In some cases, the fact that a certain piece of data is missing can reveal something about an individual, even if the actual data isn’t known. For example, if certain health data is missing, it might be because an individual has a particular health condition that they prefer not to disclose.
Also, in privacy-preserving data analysis, the goal is often to add noise to data to protect individual privacy. In these cases, adding synthetic data (like imputed values) to your dataset might be contrary to the goals of privacy protection.
In general, it’s crucial to understand and comply with all relevant regulations and privacy considerations when dealing with missing data. When in doubt, consult with a legal expert or a data privacy officer.
Summary
Missing values in machine learning and data analytics refer to the absence of expected data in a dataset. These gaps can cause issues, as many algorithms require complete data to function correctly, and missing values can distort conclusions or trends.
Dealing with missing values involves several strategies:
Removal: Removing observations with missing data.
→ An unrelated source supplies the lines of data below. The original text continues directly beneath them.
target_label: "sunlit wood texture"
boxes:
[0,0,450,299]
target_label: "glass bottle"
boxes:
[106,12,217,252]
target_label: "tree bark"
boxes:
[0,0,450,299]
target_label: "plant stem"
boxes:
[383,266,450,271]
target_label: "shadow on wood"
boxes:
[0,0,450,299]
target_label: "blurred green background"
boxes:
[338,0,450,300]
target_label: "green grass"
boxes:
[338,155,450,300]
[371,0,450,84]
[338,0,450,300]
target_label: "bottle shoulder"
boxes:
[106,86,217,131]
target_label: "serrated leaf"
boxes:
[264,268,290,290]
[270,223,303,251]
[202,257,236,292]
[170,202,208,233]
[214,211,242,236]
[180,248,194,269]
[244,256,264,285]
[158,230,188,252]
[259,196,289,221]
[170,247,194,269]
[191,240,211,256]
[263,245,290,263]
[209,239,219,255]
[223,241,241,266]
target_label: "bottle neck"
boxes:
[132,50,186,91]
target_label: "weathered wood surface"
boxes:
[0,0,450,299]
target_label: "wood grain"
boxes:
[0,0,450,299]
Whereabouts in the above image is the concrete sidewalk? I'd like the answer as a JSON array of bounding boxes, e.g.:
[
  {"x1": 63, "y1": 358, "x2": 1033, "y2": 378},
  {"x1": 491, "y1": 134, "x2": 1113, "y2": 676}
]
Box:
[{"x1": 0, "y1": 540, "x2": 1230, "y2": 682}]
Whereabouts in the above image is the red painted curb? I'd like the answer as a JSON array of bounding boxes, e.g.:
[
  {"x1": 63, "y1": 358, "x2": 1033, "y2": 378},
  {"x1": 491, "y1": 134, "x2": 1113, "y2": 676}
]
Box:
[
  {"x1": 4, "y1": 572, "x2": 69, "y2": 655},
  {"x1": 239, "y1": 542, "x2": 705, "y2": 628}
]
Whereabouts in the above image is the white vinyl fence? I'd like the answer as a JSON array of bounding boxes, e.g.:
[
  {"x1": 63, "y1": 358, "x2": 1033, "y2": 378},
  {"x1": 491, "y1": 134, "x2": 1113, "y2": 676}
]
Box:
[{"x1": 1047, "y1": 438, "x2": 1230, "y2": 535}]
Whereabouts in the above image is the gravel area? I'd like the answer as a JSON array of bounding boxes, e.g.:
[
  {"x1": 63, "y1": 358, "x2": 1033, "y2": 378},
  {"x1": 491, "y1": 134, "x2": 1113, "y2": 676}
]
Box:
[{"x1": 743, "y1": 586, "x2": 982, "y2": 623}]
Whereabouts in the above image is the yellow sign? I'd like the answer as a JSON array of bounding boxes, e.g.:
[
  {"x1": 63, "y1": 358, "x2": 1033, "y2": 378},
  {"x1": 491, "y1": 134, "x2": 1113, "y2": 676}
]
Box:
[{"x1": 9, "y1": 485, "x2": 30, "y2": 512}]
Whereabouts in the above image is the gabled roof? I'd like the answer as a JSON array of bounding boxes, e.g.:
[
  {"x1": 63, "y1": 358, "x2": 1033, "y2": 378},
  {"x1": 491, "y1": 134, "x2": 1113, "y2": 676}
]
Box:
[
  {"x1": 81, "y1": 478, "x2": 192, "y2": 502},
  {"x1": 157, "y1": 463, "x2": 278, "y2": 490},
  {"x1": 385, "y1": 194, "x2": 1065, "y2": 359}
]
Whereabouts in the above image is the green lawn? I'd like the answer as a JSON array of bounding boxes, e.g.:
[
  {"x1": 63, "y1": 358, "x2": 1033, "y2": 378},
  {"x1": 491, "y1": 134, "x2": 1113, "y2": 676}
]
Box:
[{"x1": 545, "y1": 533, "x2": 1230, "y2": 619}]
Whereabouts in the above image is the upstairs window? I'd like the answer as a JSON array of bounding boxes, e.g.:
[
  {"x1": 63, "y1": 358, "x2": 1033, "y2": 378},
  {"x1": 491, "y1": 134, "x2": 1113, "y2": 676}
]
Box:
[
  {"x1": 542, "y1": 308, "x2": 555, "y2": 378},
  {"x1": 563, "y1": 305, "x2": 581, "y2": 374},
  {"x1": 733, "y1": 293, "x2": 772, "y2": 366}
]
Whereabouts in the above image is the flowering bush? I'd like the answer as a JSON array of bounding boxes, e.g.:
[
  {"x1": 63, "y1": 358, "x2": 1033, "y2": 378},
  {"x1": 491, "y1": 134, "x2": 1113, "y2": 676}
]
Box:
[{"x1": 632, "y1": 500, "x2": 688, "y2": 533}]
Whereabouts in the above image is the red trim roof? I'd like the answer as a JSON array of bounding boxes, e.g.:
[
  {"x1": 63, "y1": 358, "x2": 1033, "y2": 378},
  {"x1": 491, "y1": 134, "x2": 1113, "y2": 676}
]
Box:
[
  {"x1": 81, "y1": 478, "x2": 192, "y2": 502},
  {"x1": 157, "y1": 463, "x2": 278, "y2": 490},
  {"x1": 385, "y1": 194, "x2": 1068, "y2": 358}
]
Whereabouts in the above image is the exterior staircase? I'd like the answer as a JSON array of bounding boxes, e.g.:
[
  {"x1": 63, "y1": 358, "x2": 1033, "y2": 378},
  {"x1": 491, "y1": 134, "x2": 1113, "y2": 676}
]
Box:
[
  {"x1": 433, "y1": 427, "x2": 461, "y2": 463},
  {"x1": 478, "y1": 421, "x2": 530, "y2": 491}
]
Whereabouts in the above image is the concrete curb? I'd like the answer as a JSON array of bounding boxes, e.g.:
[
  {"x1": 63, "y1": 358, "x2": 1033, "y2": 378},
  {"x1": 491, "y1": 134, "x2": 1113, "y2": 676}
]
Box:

Effective if missing data is small but can introduce bias.
Imputation: Replacing missing values with substituted values. This can include using mean/median/mode, random values, or predictive models for substitution.
Default Value: Assigning a unique value to represent missing data, which is helpful if the missing status itself carries information.
Multiple Imputation: Imputing missing values multiple times, analyzing each dataset, and pooling the results. This provides better error estimation.
Advanced Techniques: Using methods like data augmentation or deep learning techniques for dealing with missing data.
The chosen method should depend on the nature of the data and the problem at hand, and the data quality should be reassessed after handling missing values.